Beyond the basics, the course gave me a framework I keep coming back to. Four properties that shape everything about how a model behaves — and where it falls apart.

Next-token prediction — already covered. The engine. Understand this and you understand why hallucinations happen, why confident and wrong aren't mutually exclusive.
Knowledge — the model knows what it was trained on, frozen at a specific point in time. It has broad, deep knowledge of many things. But it's imperfect and static. When I'm asking about recent events, niche domains, or my company's internal context, I'm likely pushing past what it reliably knows.
Working memory (context window) — this one surprised me most. The model doesn't "remember" things between sessions the way we might imagine. It processes the entire conversation as a single block every time it responds. And when that block gets too long, things fall off — usually the oldest parts. There's also a "lost in the middle" effect: material buried deep in a long conversation gets less attention than what's at the start and end. Long threads aren't as reliable as they feel.
Steerability — the model can be directed: a format, a persona, a set of rules. But direction has limits. Instructions drift over long conversations. Complex reasoning chains can accumulate small errors that compound. And sometimes the model follows the letter of a prompt but not the spirit — technically correct, practically useless.

When two properties collide, that's where the failures live

The most practically useful thing I took from the course was this: most AI failures aren't a single property breaking down. They're two properties colliding at the same time.

Next-token prediction + knowledge gap = hallucination. The model generates something that sounds plausible — a citation, a fact, a method name — but there's nothing solid underneath it. It can't distinguish between what it knows and what it's fabricating.

Working memory + steerability = long-conversation drift. Your initial instructions gradually lose weight as the thread grows. The model starts following whatever's most prominent right now — which is usually the last few messages, not the rules you set at the start.

Next-token prediction + steerability = reasoning drift. The logic sounds coherent and follows your instructions step by step, but small errors compound quietly. The confident tone never falters even as the reasoning goes sideways.

Once I could name these patterns, debugging a bad output became much faster. Instead of "this is wrong, try again," I could think: what actually broke here? And then fix it at the root.

What actually changed for me

I didn't come out of this wanting to use AI less. I came out wanting to use it better.

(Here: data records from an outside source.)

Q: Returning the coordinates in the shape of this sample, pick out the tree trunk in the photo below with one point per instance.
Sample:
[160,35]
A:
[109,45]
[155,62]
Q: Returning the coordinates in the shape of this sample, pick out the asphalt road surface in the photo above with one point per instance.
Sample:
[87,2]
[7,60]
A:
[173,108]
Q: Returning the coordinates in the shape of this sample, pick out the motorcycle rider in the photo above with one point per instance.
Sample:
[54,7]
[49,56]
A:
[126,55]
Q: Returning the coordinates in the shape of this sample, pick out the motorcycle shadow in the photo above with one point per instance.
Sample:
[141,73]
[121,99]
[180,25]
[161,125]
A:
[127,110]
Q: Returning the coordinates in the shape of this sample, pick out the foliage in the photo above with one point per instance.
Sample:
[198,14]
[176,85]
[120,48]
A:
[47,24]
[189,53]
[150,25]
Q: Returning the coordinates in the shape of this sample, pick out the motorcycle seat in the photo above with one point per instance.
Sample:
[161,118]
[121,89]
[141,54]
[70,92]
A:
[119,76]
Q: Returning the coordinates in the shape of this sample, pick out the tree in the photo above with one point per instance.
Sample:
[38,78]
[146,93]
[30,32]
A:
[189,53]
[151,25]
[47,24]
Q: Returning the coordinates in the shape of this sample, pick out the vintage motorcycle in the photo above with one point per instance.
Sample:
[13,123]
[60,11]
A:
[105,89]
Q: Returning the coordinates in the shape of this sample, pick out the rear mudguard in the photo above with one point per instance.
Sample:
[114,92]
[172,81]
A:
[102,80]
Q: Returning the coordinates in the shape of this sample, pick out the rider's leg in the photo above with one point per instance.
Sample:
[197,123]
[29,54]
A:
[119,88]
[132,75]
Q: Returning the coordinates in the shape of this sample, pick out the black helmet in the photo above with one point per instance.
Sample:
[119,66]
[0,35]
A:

I now think before I delegate: is this something the model genuinely knows well, or am I pushing into the limitation zone? I verify more intentionally: is this a domain where hallucination is likely? I write shorter, clearer prompts — because what's concrete and verifiable is better than what's long and vague. And I check in earlier on long threads instead of assuming the context is holding.

The tools I use every day didn't change. My relationship with them did.

There's something quietly empowering about understanding the machine you're working with — not at a research level, but at a practical one. It's the difference between being a passenger and being a driver. You're still on the same road. You just have your hands on the wheel.